Advances from Federal Home Loan Banks decreased by more than one-third last year as financial institutions experienced record levels of liquidity amid the Covid-19 pandemic.
Total advances at FHLBanks as of year-end 2020 were $422.6 billion, an approximately 34 percent decrease from $641.5 billion as of year-end 2019. Over the same period, total unpaid principal balance of eligible collateral rose to $3.26 trillion from $3.16 trillion.
Single-family loans remained the largest single collateral category at year-end 2020, accounting for approximately 47 percent of all eligible collateral pledged across FHLBanks.

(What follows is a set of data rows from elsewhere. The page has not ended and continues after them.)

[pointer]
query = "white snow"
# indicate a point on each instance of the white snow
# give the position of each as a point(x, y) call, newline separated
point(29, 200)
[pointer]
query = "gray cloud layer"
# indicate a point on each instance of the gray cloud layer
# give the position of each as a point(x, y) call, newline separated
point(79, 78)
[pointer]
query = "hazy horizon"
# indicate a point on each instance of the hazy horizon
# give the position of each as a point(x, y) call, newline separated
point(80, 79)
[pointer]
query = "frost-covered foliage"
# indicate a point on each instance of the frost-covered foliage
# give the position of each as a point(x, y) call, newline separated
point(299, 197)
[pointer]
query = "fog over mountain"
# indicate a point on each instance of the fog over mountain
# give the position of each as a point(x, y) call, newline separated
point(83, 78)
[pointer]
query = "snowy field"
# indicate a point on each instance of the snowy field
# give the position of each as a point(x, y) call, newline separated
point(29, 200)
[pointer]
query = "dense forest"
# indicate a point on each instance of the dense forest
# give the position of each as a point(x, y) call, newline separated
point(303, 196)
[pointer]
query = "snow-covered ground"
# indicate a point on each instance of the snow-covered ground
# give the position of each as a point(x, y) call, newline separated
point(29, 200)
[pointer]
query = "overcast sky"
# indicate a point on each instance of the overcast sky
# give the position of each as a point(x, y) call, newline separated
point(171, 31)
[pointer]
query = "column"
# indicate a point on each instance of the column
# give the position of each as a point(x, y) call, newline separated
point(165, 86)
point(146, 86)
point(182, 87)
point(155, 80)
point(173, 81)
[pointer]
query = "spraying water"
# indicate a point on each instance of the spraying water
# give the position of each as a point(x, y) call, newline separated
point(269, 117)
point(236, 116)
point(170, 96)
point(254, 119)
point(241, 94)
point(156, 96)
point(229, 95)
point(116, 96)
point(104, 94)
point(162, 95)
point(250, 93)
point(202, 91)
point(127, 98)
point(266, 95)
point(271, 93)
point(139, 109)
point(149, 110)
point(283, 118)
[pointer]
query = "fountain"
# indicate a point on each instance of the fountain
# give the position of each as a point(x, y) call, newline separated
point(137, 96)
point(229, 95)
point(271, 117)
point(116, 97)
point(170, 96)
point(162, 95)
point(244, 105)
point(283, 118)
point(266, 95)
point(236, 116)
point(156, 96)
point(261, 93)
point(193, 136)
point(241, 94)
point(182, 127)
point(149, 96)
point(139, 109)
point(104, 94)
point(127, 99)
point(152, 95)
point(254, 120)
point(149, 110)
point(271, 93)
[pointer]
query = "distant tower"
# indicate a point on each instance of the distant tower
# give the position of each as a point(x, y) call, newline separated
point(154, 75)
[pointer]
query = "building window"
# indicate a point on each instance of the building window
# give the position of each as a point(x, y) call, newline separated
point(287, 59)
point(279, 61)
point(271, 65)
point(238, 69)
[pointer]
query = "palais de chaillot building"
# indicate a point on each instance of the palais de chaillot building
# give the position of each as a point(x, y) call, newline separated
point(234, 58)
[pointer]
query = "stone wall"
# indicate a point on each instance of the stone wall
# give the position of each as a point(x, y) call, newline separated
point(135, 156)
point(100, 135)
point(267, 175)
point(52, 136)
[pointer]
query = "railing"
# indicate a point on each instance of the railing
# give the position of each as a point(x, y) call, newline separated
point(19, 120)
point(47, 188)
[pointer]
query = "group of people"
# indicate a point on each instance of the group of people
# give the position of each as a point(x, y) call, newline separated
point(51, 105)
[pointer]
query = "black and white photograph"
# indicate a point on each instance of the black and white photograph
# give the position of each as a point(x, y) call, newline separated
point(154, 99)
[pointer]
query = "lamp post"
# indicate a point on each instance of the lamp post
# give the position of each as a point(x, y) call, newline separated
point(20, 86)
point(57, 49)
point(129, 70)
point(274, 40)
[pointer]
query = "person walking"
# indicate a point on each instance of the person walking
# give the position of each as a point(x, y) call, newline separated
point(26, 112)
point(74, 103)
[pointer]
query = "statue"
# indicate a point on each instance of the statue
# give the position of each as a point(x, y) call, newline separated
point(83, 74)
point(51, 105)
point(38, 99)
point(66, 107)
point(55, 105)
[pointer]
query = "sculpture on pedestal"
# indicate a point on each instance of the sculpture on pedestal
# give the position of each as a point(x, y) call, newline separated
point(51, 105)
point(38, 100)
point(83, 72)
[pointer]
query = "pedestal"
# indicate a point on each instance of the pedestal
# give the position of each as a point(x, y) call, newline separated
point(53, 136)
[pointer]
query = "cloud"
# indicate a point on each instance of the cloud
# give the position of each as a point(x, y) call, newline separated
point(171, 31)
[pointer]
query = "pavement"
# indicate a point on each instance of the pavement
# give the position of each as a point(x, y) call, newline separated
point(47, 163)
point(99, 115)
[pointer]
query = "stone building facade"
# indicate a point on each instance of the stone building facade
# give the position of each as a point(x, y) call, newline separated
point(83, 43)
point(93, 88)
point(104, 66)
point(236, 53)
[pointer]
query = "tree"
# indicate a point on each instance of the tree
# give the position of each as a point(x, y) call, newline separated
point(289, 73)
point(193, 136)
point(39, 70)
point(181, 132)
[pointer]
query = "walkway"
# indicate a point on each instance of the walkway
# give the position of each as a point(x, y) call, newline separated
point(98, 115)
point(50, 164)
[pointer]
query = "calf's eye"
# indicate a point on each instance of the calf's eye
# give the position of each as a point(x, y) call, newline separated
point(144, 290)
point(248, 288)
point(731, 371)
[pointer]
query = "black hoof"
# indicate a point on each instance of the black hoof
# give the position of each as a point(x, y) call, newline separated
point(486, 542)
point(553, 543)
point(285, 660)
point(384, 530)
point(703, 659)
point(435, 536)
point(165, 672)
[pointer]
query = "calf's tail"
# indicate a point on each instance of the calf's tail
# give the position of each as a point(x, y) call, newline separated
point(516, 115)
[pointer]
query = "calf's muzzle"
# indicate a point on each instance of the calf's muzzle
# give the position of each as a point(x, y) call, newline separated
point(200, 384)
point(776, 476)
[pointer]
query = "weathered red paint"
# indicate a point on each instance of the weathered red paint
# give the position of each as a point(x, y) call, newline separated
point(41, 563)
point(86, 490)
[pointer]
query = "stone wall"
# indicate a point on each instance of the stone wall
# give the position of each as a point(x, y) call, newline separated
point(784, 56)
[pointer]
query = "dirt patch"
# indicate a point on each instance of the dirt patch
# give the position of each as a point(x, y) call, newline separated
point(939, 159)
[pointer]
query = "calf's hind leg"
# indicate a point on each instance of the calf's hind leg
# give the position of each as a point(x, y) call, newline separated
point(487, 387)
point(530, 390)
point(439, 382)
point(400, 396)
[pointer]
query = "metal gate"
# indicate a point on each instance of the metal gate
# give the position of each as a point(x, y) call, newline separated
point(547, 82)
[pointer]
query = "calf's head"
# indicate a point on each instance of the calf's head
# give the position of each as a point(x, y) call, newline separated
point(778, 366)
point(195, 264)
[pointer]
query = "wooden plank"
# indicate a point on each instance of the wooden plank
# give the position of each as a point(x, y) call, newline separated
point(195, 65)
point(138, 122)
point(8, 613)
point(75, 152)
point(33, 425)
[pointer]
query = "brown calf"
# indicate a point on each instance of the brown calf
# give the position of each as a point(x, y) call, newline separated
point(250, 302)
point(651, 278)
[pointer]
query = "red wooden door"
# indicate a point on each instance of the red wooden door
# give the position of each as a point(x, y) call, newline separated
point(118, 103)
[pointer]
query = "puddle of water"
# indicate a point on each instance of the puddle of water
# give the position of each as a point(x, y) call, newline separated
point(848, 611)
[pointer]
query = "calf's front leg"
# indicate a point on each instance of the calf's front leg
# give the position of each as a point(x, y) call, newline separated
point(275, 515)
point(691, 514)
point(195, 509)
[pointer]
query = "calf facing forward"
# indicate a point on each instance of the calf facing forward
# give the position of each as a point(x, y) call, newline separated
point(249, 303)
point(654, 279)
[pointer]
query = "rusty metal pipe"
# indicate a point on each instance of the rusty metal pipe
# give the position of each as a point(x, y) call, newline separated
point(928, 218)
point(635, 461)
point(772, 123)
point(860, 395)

Such collateral decreased by $10 billion or 0.7 percent in 2020. The changes in other categories of collateral were mixed with some experiencing year-over-year increases while others decreased. The largest increase occurred in securities collateral, which rose more than 57 percent from year-end 2019.
Systemwide, multifamily loans accounted for 9 percent of eligible collateral pledged at the end of 2020, mainly unchanged from the previous year. The volume of eligible multifamily loan collateral increased nearly 11 percent year-over-year.
Montana Bankers Association Board member Tom Severson said those decreases are unsurprising because banks do not have liquidity challenges and face a strong loan demand, trends he expects to continue in the coming months.
According to the American Bankers Association, banks have seen a $4 trillion increase in deposits since the beginning of 2020. Over that same time, bank lending rose only $307 billion or 3 percent. Banks have grown cash balances by $2 trillion — 118 percent — and purchased $1.5 trillion in mostly government-backed securities in the form of Government-Sponsored Enterprise mortgage-backed and U.S. Treasury securities.
Ron Haynie, Independent Community Bankers of America senior vice president of mortgage finance policy, noted such advances frequently fluctuate, and the pandemic-era shutdown of economic activity, combined with the influx of liquidity, caused the need for advances to dwindle. Once the economy fully rebounds and consumers resume normal spending levels, Haynie expects advances will again increase.
“It’s a good, stable source of funding, and community banks depend on it,” Haynie added.